189
ギガントサイクロプスの特徴は、とにかくでかいことだ。それゆえに遠くからでも発見が容易なので、さっさと逃げて距離を取ればよい。
「あんなにでかいのか」
金長たちも、新東京市内からその巨体を目視できた。
「いっぱいいる・・・あんなの、見たことありませんよ」
「ソトでも見たことないのか?」
「聞いたこともありません」
まわりの人たちも未知の光景に呆然としたり慌てたりと、新東京市はすっかり平常を失っていた。
ただちに、これを迎撃するための冒険者たちが緊急招集となった。しかし、全くと言っていいほど反応がなく、応募してくる者は皆無であった。無理もない、ギガントサイクロプスと戦えるほどの冒険者はほとんどいないし、いたとしても複数を同時に相手取るなど不可能だし、そもそも今は新横浜の復興と油石の大規模買い取りのクエストに冒険者たちのほとんどが駆り出されていて人手が足りないのだ。
「あの、一等兵殿。朝霜に連絡を取ってみては?」
「連絡してどうすんだ、あれを撃つのか?」
「他に方法があるとは思えません」
金長は少し考えたが、少なくとも手持ちの武器では手に負えないのである。答えはひとつしかなかった。
「艦長、金長一等兵から緊急連絡です。新東京に巨人が出現したと」
「巨人じゃわからんが」
「ソトの話では、生半可な武器では対抗できないような相手だそうです。本艦の主砲であればなんとかなるのでは、と」
朝霜はこのときすでに第三新東京港を出港しており、第一新東京港に向かっていた。ナナナミネー号らは鈍足であり、機関不調の朝霜でも十分に船団が組めた。出港時には総鉄製の船が動くということで入港時と同じかそれ以上の大騒ぎになったが、あらかじめ船員座にそのことを予測して対処するよう申し入れていたために、騒ぎにはなったものの大きな混乱は起きていない。
「到着まで時間を稼げるのか?」
「無理っぽいですね。とにかく逃げ回るしかないと言ってきています。見捨てるわけにもいきませんが?」
「・・・曳航索が持つかな?」
朝霜の艦尾からは、後続のナナナミネー号の舳先につながるワイヤーロープが垂れ下がっている。いざというときは加速して引っ張ることになっていたのだが、結局最初から繋いで航行することになっていた。とはいえ、さすがに全速力で突っ走ることを想定した物ではない。漂流する米空母ホーネットの曳航を命令された駆逐艦秋雲と巻雲が、2隻では無理だと判断して撃沈したことはあるが、さすがにそれと比べるにはナナナミネー号は小さすぎる。十分にもつだろう。

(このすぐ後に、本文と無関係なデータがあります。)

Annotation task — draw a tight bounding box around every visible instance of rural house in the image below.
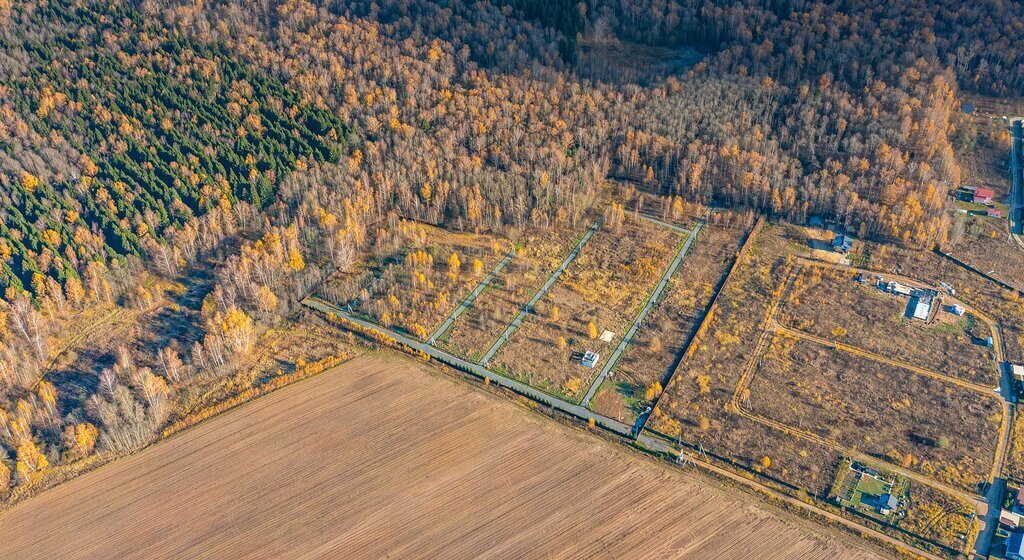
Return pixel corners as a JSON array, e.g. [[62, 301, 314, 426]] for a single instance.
[[831, 235, 853, 253], [1007, 531, 1024, 560]]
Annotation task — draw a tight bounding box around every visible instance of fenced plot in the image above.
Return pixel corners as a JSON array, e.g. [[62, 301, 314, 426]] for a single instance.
[[743, 336, 1001, 490], [779, 266, 998, 386], [317, 221, 512, 340], [591, 225, 742, 422], [488, 220, 685, 400]]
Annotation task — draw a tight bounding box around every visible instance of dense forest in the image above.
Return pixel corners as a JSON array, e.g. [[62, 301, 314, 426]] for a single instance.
[[0, 0, 1024, 493]]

「やはり救援に向かった方がいいだろうな。ルイナンセー氏に、今から増速すると伝えろ」
もちろん無線や発光信号が伝わるはずもない。連絡は手旗信号で行われた。
「25ノットまで出せるか?」
「やってみます」
現代の車と違って、駆逐艦はアクセルを踏んだだけでスピードが出せるようなものではない。缶圧を上げ、タービンの回転数を上げ、手動でクラッチ切り替えを行ってスクリューの回転数を上げるのだ。日本海軍の駆逐艦はこのあたりの操作が難しく、満足に動作させるには熟練の技術を要した。戦後、巡洋艦酒匂を回航しようとしたアメリカ海軍の操縦員が下手くそであったためにこの操作で失敗し、タービンを破壊するという事故を起こしている。マニュアルを読んでいれば避けられた事故ではあったのだが、マニュアルを読めるよう教育するのが当然だった日本と、マニュアルが読めなくても動かせるものを作るのが当然だったアメリカの方針の違いのせいでもあるだろう。
「案外安定していますね、これなら27ノットでも大丈夫かもしれません」
「上げてみよう」
思いのほかタービンの回転が安定していたため、様子を見ながら速度を上げていく。
そして、あらかじめ増速が伝えられていたナナナミネーであったが、未知の領域と言ってもよい加速に驚き、船内は阿鼻叫喚であった。
「な、何があった!」
「アサシモ号、増速しています!間違いなく10ノットを超えました!」
「なんとまあ」
ルイナンセーよりも弟のルイナントカのほうが、落ち着いて状況を理解していた。
「何かあったんでしょうかね?」
兄が読んでいた本がすっ飛んできたが、気にせず窓の外を見る。同航していたデッチー号があっという間に後方に消えていった。